- Born: United States
- Occupations: Film producer, television producer

= Timothy Marx =

American television and film producer

Timothy Marx is an American television and film producer. His credits include productions with Sam Shepard, Neil Simon, Al Pacino, Penn & Teller, Garry Trudeau, Arthur Penn, and Bill Moyers.

==Early career==
Early in his career Marx was a producer for the PBS series American Playhouse, where he produced 8 independent movies or miniseries, including the Sundance grand prize winner Smooth Talk (associate producer), Sam Shepard's True West with John Malkovich and Gary Sinise (line producer), Pete Gurney's The Dining Room, the mini-series Roanoak, Isaac Bashevis Singer's The Cafeteria, Carol Bly's Rachel River, and Richard Nelson's Sensibility and Sense.

==Film and television productions==
Marx produced the hit CBS series Young Sheldon for Chuck Lorre and Warner Bros television.

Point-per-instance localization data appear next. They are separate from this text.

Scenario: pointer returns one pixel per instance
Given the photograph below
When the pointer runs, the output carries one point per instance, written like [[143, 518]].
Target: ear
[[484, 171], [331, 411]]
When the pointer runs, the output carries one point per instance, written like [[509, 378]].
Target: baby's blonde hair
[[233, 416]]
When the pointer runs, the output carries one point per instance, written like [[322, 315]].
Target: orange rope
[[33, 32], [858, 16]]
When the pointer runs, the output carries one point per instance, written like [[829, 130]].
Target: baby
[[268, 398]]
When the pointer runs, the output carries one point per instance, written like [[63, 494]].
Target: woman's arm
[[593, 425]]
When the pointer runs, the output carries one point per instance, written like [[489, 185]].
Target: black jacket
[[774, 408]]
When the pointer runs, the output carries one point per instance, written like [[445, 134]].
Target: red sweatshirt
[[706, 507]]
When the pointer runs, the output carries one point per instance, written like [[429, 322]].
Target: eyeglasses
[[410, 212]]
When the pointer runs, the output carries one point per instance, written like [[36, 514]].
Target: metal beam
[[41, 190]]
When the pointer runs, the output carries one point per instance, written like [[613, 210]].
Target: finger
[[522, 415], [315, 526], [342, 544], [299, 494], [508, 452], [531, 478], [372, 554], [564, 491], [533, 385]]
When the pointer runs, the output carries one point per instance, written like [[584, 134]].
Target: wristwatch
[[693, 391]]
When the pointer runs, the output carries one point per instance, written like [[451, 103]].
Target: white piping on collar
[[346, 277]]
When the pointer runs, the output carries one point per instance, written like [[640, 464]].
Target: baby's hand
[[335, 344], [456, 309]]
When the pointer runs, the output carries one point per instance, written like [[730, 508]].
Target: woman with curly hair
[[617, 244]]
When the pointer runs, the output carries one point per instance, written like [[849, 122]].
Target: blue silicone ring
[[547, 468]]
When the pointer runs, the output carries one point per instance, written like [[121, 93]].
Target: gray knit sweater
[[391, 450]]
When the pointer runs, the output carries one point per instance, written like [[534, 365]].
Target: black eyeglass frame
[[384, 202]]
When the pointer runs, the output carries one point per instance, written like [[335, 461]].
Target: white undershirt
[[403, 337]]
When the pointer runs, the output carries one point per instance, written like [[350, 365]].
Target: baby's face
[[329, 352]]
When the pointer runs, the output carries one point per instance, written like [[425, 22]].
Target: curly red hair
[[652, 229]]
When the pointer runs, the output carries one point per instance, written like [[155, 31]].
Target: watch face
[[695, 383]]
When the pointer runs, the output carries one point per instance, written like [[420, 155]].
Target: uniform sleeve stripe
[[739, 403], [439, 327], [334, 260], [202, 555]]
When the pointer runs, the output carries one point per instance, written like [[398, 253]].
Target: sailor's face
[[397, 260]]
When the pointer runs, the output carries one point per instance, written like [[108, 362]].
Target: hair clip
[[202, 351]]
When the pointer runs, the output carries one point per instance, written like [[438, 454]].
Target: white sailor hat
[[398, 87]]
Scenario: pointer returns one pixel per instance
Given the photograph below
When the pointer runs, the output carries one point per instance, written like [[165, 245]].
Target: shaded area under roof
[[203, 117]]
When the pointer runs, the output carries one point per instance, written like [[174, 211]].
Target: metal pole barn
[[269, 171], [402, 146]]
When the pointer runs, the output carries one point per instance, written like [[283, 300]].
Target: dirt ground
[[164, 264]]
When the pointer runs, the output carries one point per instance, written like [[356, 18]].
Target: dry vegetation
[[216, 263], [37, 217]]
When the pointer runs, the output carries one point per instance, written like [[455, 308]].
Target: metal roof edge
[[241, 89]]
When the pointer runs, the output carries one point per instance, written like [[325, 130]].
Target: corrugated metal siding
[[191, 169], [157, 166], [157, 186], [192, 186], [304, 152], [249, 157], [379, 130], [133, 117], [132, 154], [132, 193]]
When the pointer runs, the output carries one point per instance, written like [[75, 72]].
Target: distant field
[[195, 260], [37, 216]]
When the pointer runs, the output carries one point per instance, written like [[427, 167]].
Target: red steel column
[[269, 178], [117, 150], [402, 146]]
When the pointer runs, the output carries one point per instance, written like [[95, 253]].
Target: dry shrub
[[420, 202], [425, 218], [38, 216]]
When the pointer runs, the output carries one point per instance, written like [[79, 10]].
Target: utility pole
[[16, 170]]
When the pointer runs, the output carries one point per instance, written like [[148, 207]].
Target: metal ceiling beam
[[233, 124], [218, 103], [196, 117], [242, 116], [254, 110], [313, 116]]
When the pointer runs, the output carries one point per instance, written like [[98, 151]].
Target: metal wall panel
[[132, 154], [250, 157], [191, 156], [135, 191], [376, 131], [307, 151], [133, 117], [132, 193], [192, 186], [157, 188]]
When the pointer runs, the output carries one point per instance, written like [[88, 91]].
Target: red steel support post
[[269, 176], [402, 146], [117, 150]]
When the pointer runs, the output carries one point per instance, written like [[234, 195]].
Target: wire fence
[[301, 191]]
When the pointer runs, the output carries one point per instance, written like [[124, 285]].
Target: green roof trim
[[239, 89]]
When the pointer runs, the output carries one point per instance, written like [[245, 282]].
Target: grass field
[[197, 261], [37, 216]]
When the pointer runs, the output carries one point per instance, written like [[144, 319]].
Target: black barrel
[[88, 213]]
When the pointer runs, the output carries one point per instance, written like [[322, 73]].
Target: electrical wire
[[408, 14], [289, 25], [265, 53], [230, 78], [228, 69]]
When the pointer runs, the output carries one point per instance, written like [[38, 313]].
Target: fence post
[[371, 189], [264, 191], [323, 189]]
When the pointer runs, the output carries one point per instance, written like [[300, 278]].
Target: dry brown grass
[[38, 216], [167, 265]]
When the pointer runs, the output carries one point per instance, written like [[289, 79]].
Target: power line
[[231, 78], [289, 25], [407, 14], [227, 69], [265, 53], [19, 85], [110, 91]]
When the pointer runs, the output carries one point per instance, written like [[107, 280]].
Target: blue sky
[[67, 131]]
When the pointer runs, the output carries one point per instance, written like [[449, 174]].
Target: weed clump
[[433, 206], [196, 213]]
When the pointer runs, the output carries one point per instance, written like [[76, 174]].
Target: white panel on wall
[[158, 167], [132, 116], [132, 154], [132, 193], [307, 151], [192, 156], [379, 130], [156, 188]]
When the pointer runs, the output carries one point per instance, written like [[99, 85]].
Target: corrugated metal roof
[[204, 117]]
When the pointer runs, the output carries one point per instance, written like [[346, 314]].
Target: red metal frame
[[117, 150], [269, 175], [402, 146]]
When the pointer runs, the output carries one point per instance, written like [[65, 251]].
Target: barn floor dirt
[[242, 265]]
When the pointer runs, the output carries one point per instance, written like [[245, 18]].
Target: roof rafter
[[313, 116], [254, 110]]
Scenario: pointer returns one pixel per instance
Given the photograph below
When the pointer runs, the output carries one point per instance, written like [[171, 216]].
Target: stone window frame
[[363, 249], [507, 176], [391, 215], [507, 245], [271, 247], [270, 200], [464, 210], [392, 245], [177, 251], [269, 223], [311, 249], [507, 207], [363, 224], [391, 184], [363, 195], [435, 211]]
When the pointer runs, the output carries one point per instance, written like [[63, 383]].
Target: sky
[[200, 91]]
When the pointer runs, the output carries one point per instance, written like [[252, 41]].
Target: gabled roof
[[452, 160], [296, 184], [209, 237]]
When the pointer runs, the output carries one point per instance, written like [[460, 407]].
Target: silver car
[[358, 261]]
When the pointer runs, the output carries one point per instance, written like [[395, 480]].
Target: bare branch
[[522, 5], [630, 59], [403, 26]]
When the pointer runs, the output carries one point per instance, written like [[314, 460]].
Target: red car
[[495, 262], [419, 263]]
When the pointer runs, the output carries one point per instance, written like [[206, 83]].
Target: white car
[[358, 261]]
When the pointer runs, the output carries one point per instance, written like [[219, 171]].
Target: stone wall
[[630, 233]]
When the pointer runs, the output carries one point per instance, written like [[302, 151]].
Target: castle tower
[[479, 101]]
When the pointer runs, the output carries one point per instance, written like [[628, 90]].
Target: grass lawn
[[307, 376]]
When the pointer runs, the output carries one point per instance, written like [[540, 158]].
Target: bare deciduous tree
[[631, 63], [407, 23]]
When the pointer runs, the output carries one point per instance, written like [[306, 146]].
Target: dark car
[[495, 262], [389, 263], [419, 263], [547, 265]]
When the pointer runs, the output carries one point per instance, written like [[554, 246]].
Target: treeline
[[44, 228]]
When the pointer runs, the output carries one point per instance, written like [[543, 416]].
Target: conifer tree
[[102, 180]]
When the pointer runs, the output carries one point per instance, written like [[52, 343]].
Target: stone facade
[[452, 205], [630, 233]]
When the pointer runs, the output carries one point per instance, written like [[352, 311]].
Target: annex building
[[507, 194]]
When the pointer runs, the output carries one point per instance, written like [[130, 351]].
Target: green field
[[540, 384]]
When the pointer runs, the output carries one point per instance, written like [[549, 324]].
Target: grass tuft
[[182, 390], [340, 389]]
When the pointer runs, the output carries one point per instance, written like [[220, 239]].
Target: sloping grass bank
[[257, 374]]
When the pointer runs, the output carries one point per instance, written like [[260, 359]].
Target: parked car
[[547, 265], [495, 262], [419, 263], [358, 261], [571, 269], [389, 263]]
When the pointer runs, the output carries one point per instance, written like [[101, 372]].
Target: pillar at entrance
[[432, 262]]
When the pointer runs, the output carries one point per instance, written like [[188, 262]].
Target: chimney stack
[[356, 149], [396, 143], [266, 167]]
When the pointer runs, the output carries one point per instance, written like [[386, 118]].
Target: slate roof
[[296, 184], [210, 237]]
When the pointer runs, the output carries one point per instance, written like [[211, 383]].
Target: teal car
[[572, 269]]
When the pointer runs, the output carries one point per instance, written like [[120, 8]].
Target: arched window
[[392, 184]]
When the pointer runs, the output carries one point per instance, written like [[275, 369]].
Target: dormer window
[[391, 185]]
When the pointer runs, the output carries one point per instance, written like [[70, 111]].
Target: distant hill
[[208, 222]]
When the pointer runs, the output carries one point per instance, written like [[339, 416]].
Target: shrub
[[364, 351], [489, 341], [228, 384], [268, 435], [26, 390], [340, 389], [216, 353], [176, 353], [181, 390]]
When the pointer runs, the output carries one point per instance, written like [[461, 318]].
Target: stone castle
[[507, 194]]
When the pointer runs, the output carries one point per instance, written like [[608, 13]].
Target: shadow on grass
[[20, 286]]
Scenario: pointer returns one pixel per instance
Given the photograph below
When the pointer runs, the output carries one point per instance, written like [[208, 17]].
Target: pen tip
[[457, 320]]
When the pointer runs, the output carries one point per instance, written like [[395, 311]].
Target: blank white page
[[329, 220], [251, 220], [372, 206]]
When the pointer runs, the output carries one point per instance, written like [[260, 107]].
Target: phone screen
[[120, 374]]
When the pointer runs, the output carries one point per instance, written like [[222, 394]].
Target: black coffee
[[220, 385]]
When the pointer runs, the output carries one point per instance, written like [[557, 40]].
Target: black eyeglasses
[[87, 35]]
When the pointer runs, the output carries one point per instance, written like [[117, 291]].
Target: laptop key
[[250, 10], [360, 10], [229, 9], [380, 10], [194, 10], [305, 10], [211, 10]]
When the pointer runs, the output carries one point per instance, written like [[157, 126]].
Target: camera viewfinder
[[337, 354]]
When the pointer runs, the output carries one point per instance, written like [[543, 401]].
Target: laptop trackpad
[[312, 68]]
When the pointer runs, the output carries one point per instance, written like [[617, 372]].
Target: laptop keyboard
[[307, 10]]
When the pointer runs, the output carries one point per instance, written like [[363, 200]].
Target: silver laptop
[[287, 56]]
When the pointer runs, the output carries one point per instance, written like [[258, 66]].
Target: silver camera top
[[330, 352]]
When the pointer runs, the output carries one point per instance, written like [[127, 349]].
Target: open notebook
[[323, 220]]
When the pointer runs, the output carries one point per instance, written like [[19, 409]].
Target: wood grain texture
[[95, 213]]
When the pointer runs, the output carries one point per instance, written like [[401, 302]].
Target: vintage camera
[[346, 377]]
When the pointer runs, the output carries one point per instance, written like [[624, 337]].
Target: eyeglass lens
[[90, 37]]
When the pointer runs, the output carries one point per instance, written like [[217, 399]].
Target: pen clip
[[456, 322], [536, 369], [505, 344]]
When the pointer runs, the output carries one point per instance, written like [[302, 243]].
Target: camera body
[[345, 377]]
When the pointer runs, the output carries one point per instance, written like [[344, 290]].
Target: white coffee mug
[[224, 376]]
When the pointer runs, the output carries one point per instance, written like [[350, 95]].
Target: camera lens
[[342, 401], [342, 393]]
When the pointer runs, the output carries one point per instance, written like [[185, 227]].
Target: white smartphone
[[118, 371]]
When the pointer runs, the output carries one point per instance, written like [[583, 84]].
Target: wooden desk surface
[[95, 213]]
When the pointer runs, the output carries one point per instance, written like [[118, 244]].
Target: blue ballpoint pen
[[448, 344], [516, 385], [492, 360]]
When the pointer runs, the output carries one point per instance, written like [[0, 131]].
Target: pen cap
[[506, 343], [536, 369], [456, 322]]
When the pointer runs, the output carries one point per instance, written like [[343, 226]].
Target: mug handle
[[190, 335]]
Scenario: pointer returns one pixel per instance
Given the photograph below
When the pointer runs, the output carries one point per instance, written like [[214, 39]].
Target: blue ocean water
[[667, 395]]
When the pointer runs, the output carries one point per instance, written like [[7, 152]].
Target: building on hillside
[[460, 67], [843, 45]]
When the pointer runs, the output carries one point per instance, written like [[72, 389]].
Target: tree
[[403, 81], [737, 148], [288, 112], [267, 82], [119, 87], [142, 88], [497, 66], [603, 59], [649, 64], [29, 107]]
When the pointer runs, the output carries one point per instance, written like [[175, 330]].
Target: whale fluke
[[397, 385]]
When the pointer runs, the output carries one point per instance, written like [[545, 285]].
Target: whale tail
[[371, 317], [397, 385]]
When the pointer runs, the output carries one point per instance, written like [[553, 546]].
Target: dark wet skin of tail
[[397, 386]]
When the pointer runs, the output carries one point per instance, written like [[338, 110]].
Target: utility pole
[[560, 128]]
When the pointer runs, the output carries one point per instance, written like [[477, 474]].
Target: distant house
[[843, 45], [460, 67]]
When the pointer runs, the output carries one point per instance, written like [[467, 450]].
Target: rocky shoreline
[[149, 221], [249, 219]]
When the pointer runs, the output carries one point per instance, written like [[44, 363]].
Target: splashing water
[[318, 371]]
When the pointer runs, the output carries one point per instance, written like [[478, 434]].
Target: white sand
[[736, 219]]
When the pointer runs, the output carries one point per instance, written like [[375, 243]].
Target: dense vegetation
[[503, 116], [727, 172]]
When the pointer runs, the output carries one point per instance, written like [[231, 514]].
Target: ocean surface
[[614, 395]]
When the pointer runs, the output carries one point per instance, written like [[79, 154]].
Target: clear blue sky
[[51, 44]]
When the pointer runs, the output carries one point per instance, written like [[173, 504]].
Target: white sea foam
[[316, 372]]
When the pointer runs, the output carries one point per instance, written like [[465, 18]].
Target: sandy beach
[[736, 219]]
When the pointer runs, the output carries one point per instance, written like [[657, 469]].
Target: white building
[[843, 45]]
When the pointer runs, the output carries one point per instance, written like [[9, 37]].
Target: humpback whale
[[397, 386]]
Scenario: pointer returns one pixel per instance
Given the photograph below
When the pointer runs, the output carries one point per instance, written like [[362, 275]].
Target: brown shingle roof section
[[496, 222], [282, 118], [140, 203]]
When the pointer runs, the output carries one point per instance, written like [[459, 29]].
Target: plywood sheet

In its first three seasons it was CBS' top rated comedy. In previous series television he produced the HBO series Entourage and executive produced and directed the comedy Arliss. He also produced Baby Daddy, The Nine Lives of Chloe King for ABC Family, Invasion for ABC, Justice and Likely Suspects for Fox and the pilot episodes of Enlightened (HBO), The Captain (CBS) and Related (ABC), among others. Marx also produced the HBO movie Citizen X which won the CableAce award for Best Picture and received PGA Best Picture, 7 Emmy, and 2 Golden Globe nominations. His comedy feature film credits include Passed Away, Penn & Teller Get Killed, Martin Lawrence: You So Crazy and the television comedy specials Garry Trudeau's Rap Master Ronnie and Penn & Teller's Invisible Thread. Other credits include Al Pacino's independent project The Local Stigmatic, Richard Benjamin's TNT version of Neil Simon's The Goodbye Girl and Deep Red, the premiere movie for the FX channel.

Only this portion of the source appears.